By Talia Rudee
The National Organic Standards Board (NOSB) has voted unanimously to update U.S. organic standards to exclude ingredients derived from next-generation genetic engineering and gene editing.
This recommendation to the U.S. Department of Agriculture’s National Organic Program will ensure that ingredients derived from new genetic engineering techniques, including synthetic biology, will not be allowed in the production or final product of foods and beverages that are certified organic.
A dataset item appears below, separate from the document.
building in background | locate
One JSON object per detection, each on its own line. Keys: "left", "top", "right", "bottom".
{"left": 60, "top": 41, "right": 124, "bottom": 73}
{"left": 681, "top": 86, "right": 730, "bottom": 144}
Synthetic biology is a new set of genetic-engineering techniques that include using synthetic DNA to re-engineer organisms to produce substances they would not normally produce or to edit DNA so as to silence the expression of certain traits; applications we’ve covered to date include the development of bioplastics and ‘closed-loop poop.’
Despite growing concerns about the possible impacts of synthetic biology organisms on human health and the environment and a lack of independent safety assessment, the FDA has allowed items such as synthetic biology vanilla – a product designed to replace natural vanillin flavoring from vanilla beans, DuPont’s CRISPR waxy corn and other similarly created food and cosmetic ingredients to enter the market without regulation. Existing regulations that identify GE crops and food ingredients as “Generally Regarded As Safe” use an outdated process with minimal testing requirements that rely on companies to self-evaluate the safety of their products.
“Unfortunately, the government has failed to update its regulations to adequately assess these new kinds of genetically engineering,” said Jaydee Hanson, senior policy analyst at the Center for Food Safety. “When the USDA approves the NOSB recommendations, consumers who want to avoid GMOs will be ale to use the Organic Seal to know that the product is not a GMO.”
The Board’s announcement follows a growing trend of companies stating that they will not use ingredients produced via synthetic biology. The Non-GMO Project, North America’s only third-party verification program for non-GMO food and products, recently updated its standards so as to include synthetic biology and new gene-editing techniques.
Companies such as Ben and Jerry’s, Three Twins Ice Cream, Straus Family Creamery, Luna & Larry’s Coconut Bliss, Nestlé, and General Mills have committed to “…not source vanilla flavor produced through synthetic biology” – the first major synthetic biology ingredient to enter food and beverages, marketed as “natural vanillin.”
“The Board’s hard-fought proactive stance on synthetic biology will both help preserve the integrity of organic standards and raise awareness about this virtually unregulated and unlabeled form of genetic engineering,” said Dana Perls, food and technology policy campaigner with Friends of the Earth. “It’s critical that organic standards treat new types of genetic engineering that are rapidly entering our food and consumer products as rigorously as the first generation of GMOs.”